Mailys Seydoux Dumas

Exposition – Janvier 2020

Maïlys Seydoux Dumas - Le bleu à soupirs
Le bleu à soupirs

Exposition BLEU OR ROSE de Maïlys Seydoux Dumas

Nicolas Romand et la galerie Sagot – Le Garrec ont le plaisir de présenter l’exposition de lithographies, livres illustrés et peintures BLEU OR ROSE de Maïlys Seydoux Dumas.

Maïlys Seydoux Dumas - Bleu - Or - Rose
M. Seydoux Dumas – Bleu – Or – Rose

Exposition accompagnée de la présentation des 3 albums de la trilogie Bleu – Or – Rose comportant 10 lithographies en couleurs chacun. Textes et poèmes de Haïm Kern.

Maïlys Seydoux Dumas
Maïlys Seydoux Dumas

Née à Saumur, Maïlys Seydoux-Dumas est diplômée de l’École nationale supérieure des Arts Décoratifs (ENSAD) de Paris en 1992.

Après une formation de gravure dans l’atelier de Jean Clerté, elle se consacre à la peinture avec notamment des séries explorant l’intime par le biais de portraits et d’autoportraits où reflets et miroirs prédominent.

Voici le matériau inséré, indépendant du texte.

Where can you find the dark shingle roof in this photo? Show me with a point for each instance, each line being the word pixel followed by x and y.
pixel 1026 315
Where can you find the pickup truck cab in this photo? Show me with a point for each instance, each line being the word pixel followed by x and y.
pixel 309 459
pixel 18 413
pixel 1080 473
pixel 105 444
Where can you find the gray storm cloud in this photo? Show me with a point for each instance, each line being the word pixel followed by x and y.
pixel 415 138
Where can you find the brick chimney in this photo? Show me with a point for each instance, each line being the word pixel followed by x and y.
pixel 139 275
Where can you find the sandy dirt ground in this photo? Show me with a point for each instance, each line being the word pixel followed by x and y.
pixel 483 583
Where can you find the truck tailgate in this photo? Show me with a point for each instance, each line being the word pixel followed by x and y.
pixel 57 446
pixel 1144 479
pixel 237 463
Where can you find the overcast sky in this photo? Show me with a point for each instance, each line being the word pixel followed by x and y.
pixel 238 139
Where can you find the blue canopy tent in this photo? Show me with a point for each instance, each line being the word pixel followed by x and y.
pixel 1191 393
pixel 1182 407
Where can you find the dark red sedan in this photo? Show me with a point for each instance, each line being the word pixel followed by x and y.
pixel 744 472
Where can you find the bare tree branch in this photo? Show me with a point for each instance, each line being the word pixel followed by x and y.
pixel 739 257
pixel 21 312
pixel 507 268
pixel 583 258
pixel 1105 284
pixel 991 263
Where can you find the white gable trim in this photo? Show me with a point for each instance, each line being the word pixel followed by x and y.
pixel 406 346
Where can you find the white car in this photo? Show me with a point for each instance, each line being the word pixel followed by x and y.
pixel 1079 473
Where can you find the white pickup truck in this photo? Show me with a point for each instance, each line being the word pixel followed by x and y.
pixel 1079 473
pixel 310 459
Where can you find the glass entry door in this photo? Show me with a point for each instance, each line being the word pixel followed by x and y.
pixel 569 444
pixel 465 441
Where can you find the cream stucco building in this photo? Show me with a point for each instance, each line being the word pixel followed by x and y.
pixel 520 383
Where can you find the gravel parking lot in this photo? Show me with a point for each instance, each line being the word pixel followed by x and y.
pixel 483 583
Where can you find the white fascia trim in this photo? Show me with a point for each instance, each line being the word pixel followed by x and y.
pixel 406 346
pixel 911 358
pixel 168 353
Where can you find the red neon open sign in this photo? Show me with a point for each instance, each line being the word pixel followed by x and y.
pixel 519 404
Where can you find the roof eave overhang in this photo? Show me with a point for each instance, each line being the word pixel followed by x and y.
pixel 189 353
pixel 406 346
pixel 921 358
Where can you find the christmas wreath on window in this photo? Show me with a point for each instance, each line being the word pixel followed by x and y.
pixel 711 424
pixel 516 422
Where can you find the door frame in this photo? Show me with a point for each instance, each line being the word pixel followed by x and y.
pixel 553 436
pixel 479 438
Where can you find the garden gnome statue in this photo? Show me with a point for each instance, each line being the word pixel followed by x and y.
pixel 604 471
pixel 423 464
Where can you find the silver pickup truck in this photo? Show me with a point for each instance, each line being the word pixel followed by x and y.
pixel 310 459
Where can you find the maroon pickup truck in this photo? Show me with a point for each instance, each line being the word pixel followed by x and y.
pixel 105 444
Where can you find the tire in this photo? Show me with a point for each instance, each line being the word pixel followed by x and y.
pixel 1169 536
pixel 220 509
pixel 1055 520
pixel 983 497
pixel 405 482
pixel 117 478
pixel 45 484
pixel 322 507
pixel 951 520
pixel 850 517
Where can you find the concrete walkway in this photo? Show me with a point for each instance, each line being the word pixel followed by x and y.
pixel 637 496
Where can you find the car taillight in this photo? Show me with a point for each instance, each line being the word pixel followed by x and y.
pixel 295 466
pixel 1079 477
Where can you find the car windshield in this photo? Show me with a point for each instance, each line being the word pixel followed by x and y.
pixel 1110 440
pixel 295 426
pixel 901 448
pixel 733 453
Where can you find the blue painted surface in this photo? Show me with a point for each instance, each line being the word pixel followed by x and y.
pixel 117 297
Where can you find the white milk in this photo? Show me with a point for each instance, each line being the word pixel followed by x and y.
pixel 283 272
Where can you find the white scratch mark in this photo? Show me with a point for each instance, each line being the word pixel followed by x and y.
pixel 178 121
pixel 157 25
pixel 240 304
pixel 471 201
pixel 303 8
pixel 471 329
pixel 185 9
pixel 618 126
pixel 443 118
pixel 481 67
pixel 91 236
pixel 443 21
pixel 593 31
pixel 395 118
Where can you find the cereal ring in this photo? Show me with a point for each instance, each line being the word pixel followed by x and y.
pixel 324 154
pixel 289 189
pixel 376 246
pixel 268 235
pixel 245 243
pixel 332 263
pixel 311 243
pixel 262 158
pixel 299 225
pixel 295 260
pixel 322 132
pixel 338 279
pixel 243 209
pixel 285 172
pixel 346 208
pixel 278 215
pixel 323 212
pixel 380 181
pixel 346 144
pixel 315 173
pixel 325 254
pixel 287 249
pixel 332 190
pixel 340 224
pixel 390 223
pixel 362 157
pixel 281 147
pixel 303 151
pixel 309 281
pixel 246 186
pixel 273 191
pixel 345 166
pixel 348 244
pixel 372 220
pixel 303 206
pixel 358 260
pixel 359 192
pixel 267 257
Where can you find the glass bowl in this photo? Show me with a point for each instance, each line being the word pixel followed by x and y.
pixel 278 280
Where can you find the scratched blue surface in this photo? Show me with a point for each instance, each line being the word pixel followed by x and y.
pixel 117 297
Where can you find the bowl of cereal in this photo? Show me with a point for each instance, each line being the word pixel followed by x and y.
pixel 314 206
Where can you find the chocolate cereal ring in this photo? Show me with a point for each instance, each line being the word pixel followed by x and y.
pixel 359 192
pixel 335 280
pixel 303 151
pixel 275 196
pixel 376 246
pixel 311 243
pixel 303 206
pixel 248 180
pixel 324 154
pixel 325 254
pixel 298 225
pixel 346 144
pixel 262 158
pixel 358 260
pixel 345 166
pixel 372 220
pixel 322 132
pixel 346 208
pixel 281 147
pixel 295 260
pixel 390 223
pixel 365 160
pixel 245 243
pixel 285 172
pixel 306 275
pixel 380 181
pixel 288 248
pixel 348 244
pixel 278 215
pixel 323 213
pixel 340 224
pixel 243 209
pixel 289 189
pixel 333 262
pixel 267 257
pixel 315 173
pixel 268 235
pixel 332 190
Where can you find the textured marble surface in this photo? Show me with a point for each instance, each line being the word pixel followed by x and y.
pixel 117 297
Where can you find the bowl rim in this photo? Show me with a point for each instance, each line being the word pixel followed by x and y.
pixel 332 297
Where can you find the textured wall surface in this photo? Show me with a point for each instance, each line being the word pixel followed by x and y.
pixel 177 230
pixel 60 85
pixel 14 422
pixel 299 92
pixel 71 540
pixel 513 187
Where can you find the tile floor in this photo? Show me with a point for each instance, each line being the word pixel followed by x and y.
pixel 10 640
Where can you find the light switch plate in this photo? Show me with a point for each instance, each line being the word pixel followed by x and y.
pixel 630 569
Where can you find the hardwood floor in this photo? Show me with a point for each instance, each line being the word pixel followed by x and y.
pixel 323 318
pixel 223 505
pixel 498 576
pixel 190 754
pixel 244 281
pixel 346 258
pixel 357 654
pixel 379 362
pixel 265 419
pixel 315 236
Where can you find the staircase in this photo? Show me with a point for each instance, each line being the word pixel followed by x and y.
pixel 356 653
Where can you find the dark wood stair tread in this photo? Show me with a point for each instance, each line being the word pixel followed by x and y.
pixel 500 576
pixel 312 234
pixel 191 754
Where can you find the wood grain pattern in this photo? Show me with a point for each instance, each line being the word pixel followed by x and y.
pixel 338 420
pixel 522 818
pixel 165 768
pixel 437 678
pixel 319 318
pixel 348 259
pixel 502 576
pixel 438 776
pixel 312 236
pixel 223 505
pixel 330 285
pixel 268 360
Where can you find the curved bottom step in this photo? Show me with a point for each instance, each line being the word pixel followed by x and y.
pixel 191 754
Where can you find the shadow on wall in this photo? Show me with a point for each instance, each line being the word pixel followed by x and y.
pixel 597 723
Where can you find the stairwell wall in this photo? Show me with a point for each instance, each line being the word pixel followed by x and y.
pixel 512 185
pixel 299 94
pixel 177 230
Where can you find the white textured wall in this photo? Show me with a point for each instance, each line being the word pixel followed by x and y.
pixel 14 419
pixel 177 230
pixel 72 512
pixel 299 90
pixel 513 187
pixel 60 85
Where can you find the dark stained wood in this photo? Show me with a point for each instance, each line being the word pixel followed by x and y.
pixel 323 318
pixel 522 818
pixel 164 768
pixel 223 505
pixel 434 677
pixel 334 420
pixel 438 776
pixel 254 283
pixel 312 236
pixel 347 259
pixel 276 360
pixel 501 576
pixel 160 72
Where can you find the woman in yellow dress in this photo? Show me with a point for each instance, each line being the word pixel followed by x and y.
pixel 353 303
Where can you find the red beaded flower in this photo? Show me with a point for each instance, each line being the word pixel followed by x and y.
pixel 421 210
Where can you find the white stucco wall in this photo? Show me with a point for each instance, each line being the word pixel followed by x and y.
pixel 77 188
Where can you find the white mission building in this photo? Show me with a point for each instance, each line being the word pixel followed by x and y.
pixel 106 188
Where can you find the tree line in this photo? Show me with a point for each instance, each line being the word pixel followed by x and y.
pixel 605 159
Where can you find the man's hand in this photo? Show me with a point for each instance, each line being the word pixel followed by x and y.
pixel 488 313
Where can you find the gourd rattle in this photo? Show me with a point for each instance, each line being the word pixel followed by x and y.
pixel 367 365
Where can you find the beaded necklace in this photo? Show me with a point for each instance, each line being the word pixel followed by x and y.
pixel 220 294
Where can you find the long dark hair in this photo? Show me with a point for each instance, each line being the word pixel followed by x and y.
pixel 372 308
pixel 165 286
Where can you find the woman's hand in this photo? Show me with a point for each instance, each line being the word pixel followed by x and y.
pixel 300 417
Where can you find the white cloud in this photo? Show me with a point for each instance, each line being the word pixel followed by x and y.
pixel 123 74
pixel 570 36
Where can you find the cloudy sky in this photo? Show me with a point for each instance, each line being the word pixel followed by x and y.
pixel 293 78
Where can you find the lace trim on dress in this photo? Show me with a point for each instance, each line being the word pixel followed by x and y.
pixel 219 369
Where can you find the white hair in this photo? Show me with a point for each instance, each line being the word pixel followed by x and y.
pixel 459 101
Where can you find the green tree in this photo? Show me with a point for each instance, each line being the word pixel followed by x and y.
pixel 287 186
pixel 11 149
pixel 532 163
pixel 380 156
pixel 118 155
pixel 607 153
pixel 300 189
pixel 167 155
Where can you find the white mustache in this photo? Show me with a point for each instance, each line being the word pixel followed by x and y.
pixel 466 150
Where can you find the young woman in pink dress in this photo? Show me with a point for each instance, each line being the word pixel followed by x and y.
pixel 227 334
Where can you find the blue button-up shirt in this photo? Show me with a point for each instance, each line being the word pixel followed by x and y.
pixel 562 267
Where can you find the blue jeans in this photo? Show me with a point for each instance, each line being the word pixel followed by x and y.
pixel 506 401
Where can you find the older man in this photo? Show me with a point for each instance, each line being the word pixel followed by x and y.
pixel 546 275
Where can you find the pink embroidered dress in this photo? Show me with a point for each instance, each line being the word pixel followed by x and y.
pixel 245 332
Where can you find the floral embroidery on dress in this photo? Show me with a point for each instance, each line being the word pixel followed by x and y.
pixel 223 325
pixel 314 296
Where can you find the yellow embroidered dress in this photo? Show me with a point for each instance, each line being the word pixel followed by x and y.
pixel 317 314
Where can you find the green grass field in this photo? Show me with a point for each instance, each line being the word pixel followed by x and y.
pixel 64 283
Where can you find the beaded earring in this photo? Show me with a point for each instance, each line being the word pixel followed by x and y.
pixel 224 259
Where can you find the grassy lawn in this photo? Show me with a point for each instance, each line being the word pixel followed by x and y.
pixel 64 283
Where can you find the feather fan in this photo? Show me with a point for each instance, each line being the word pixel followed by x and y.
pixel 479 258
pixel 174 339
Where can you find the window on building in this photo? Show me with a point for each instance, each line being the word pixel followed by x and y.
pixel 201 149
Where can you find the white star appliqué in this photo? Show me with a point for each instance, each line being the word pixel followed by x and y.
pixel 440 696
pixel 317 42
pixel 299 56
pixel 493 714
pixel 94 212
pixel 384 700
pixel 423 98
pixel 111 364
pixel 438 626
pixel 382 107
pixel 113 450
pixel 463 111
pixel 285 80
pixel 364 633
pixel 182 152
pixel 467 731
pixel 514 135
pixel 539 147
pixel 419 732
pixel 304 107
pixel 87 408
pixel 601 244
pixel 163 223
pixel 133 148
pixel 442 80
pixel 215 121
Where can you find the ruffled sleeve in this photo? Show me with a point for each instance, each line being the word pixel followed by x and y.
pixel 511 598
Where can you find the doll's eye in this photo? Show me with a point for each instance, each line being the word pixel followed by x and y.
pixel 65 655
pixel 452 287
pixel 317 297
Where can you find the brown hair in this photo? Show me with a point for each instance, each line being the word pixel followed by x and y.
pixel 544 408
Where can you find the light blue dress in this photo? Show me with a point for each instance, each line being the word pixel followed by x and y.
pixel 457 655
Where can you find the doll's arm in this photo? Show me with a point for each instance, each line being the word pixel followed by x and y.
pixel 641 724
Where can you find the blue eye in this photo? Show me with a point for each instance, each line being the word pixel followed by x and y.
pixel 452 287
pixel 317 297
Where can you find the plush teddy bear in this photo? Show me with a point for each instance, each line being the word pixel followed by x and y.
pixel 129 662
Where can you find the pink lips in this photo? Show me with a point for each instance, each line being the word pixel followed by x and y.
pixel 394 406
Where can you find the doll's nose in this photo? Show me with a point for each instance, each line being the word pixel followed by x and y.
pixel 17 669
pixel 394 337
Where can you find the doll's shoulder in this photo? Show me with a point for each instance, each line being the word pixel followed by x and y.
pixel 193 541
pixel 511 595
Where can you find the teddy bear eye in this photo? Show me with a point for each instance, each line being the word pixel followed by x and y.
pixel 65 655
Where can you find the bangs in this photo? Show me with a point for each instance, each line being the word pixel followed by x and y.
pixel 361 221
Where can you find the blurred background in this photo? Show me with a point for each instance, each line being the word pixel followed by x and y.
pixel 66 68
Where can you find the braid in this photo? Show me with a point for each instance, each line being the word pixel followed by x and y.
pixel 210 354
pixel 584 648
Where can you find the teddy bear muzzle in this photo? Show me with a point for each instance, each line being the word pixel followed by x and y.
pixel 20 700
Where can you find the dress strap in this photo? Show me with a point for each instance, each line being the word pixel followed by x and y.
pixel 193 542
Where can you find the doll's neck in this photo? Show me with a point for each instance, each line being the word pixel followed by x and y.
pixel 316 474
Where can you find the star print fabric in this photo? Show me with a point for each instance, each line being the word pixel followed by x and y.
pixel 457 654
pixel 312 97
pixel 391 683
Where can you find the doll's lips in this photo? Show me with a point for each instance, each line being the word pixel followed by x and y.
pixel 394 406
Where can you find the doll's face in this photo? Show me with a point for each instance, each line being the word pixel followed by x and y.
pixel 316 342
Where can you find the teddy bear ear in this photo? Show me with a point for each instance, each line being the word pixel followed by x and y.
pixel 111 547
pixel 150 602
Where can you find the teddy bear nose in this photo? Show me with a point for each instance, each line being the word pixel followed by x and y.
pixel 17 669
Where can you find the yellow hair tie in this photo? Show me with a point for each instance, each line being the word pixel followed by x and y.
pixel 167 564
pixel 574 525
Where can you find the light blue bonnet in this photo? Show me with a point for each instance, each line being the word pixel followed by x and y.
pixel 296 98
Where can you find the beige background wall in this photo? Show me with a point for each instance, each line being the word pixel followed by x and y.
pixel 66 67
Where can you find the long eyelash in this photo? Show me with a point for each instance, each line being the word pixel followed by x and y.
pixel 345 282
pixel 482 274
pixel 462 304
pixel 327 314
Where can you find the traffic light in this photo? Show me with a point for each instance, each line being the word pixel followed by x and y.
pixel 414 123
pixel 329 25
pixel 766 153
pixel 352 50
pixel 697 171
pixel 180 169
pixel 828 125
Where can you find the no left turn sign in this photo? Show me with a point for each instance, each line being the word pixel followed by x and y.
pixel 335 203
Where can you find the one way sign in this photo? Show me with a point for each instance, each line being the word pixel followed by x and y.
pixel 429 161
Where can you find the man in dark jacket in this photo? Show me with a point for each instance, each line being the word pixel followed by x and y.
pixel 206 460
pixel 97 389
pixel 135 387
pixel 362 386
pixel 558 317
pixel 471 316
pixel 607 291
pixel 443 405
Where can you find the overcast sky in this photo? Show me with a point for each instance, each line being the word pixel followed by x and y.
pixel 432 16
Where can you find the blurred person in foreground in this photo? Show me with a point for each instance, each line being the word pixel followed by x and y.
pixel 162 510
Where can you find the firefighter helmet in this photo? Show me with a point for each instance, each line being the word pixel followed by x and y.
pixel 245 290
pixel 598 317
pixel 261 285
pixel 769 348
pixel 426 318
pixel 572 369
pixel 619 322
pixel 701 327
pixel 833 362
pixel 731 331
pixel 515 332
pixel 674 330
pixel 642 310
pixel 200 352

Son oeuvre est régulièrement présentée à la galerie Koralewski (Paris), et aujourd’hui à la galerie Sagot – Le Garrec.

Exposition du 17 janvier au 15 février 2020

Maïlys Seydoux Dumas sur le web : www.mailysseydouxdumas.com

La peinture ne cesse d’émerveiller, alors même qu’elle scandalise. Maïlys Seydoux se plonge dans cet art avec délice, mais non sans prise de risque. Car c’est l’intime de son imaginaire qu’elle expose ainsi, engageant son propre corps figuré en « première ligne ».

En prélude , viennent les portraits de son entourage : les familiers, les proches parmi lesquels elle glisse parfois sa silhouette, avec la discrétion des » portraits insérés médiévaux. Puis dans un dévoilement plus affirmé, elle s’auto-représente en pied, triomphale et mal assurée encore, mais pinceaux et brosses en main, composant une allégorie conquérante du « moyen ». Enfin, elle s’efface derrière le sujet véritable dont elle ne se départira plus : l’introspection par l’acte créatif sériel, médiateur par excellence. Elle met désormais en oeuvre l’antique procédé artistique du miroir, ne lui consentant que la présence de son propre visage, tête décapitée, littéralement « médusée ». Puis le dispositif spéculaire la redouble à mi-corps : dimezzata (pourfendue), aurait pu écrire Italo Calvino… Enfin le miroir se brise (felix culpa !) ne révélant pourtant rien de l’au-delà têtu de sa surface émiettée. Le réel « tel qu’il est » impénétrable et fragmenté s’y reflète, tout en ménageant des brèches. Au regardant de s’aventurer dans ces fractures et de s’y perdre. Maïlys qui n’est pas Alice, réserve les arcanes de son intériorité à ses propres « spéculations ».